No interrogatório perante o juiz Carlos Alexandre, porém, Sócrates apresentou outra versão. Nomeadamente, o antigo primeiro-ministro garantiu que “há muito tempo” que Fernanda Câncio “sabia” das suas “dificuldades” financeiras. 

De onde vinha tanto dinheiro?

Câncio acreditava que, além dos proventos de família, o salário que Sócrates recebia como consultor da farmacêutica brasileira Octapharma bastava para explicar “a sua capacidade económica” – apesar de, no passo seguinte, admitir ter ficado “surpresa” com os gastos que têm sido atribuídos a Sócrates no período em que esteve a ser investigado.

“Independentemente da campanha de calúnias de que sou alvo, é natural que haja gente bem intencionada e séria que se questiona sobre como podia eu ‘não saber’ (…). Se fizesse ideia da relação pecuniária entre Carlos Santos Silva e José Sócrates teria feito perguntas por considerar a situação, no mínimo, eticamente reprovável”.

Com esta passagem, a jornalista do DN apresenta, na verdade, uma das mais assertivas críticas ao antigo primeiro-ministro, condenando a sua disponibilidade para receber avultadas quantias de um amigo, numa atitude que contrasta com a postura que adotara até este momento.

E também apanhou Sócrates de surpresa. O i escrevia esta semana que o “esclarecimento” de Câncio não agradou a Sócrates. Segundo fontes próximas, o antigo governante “não gostou do que leu, não entendeu o timing e não gostou que lhe fossem feitos julgamentos éticos”. Já os   advogados do ex-primeiro-ministro não quiseram fazer quaisquer comentários, considerando que o tema “não é relevante”.

Ao juiz de instrução Carlos Alexandre, Sócrates explicou que a relação com Santos Silva, amigo de décadas, não era mais que uma demonstração inesgotável e desinteressada de amizade – um argumento a que o Ministério Público não atribuiu credibilidade.

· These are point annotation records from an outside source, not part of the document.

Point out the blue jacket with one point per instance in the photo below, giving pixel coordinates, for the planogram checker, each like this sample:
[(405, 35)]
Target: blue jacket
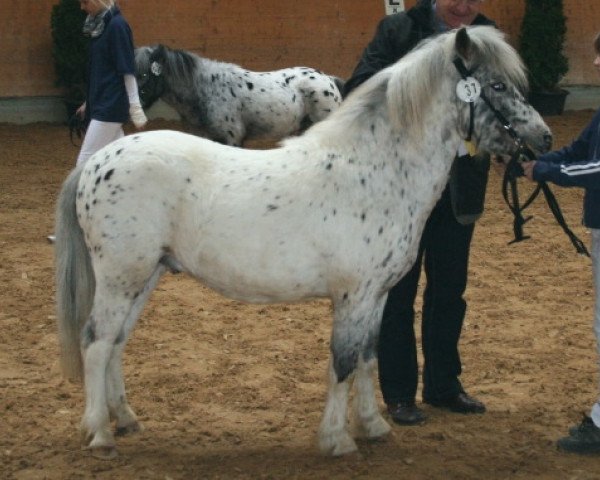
[(577, 165), (111, 57)]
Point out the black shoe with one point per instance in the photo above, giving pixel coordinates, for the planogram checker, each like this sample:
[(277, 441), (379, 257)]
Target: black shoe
[(583, 438), (461, 403), (406, 413)]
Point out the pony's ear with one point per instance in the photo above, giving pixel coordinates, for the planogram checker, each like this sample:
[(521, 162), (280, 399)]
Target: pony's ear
[(463, 44), (159, 54), (157, 59)]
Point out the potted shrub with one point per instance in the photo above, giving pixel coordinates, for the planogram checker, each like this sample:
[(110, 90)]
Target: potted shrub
[(541, 44), (69, 51)]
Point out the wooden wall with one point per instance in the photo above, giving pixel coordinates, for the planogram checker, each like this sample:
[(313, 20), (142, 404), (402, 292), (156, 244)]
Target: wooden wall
[(258, 34)]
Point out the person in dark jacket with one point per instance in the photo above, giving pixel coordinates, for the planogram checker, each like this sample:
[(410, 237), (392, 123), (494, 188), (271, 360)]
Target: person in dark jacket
[(444, 246), (578, 165), (112, 94)]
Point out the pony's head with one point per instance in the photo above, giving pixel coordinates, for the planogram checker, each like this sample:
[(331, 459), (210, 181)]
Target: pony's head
[(149, 73), (478, 72), (158, 67)]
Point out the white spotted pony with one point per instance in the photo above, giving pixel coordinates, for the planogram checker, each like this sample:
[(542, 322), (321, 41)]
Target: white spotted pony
[(336, 213), (229, 104)]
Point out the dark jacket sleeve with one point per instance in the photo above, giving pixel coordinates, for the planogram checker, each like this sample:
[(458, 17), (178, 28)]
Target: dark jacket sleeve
[(577, 164), (389, 43), (584, 174)]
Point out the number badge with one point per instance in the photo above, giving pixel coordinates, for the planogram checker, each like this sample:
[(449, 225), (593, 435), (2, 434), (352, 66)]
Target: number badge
[(468, 89)]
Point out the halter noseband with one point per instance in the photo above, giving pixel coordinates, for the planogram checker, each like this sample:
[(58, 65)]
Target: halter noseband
[(514, 170)]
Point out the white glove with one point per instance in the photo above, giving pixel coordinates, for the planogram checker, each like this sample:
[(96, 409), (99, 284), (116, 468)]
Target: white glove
[(138, 117)]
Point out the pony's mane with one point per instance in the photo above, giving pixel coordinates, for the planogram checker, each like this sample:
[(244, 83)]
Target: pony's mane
[(403, 93)]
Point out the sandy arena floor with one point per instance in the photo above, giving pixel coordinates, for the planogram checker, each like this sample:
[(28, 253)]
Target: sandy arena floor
[(232, 391)]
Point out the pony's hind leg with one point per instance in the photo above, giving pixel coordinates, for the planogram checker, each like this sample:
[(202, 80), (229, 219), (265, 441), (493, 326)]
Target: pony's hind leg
[(126, 421), (365, 407), (355, 329), (99, 337), (334, 438)]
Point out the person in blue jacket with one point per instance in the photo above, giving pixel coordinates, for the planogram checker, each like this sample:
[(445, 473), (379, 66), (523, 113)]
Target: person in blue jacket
[(112, 93), (578, 165)]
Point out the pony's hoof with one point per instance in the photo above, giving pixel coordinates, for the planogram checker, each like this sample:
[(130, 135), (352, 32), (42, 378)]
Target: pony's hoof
[(131, 429), (377, 427), (104, 453), (338, 445)]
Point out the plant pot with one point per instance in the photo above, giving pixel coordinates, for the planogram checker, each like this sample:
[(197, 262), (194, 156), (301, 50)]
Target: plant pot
[(549, 103)]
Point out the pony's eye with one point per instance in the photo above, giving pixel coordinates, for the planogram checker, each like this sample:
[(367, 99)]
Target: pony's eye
[(499, 86)]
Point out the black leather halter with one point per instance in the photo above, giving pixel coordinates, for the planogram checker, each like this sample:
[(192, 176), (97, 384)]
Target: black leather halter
[(514, 170)]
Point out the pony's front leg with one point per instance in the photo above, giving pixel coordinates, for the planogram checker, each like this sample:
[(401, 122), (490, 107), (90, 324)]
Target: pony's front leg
[(334, 438), (366, 411)]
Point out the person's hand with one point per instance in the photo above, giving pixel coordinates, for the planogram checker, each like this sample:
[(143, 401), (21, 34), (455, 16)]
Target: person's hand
[(81, 110), (528, 169), (498, 164), (138, 117)]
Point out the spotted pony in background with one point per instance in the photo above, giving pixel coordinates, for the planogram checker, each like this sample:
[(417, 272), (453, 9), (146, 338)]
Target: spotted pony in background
[(229, 104)]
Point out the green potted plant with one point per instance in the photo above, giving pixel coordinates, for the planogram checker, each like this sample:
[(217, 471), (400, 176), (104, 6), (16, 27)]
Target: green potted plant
[(69, 51), (541, 42)]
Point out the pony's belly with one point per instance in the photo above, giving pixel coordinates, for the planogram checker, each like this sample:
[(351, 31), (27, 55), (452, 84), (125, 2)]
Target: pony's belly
[(265, 286)]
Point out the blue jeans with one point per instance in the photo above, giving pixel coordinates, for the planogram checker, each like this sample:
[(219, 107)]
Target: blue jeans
[(444, 253)]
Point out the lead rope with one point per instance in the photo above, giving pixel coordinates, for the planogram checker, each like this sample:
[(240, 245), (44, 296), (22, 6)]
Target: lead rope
[(509, 182)]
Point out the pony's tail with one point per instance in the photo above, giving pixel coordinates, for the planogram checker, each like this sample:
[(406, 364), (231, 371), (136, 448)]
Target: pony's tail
[(75, 283), (340, 84)]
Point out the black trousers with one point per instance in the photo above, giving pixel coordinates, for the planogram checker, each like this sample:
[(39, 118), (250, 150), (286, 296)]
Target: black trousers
[(444, 252)]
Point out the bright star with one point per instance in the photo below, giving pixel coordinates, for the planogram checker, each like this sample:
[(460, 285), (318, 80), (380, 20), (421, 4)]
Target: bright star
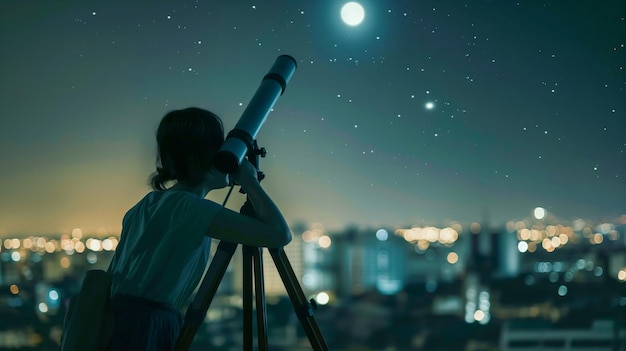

Os “empréstimos” que o Ministério Público foi acompanhando ascenderiam, na tese da acusação, a dezenas de milhões de euros – entre entregas em numerário, a compra da casa de Paris e pagamentos de serviços de diversa ordem. Mas esses empréstimos, cujo valor a defesa de Sócrates estima ser substancialmente inferior ao calculado pelos investigadores, terão tido sempre por base uma intenção de retorno. Sócrates aceitava as ajudas do amigo mas frisando sempre o compromisso de que pagaria de volta tudo aquilo que recebesse. Não ter uma contabilização objetiva desses valores não invalidaria, para o socialista, essa intenção de devolver as verbas.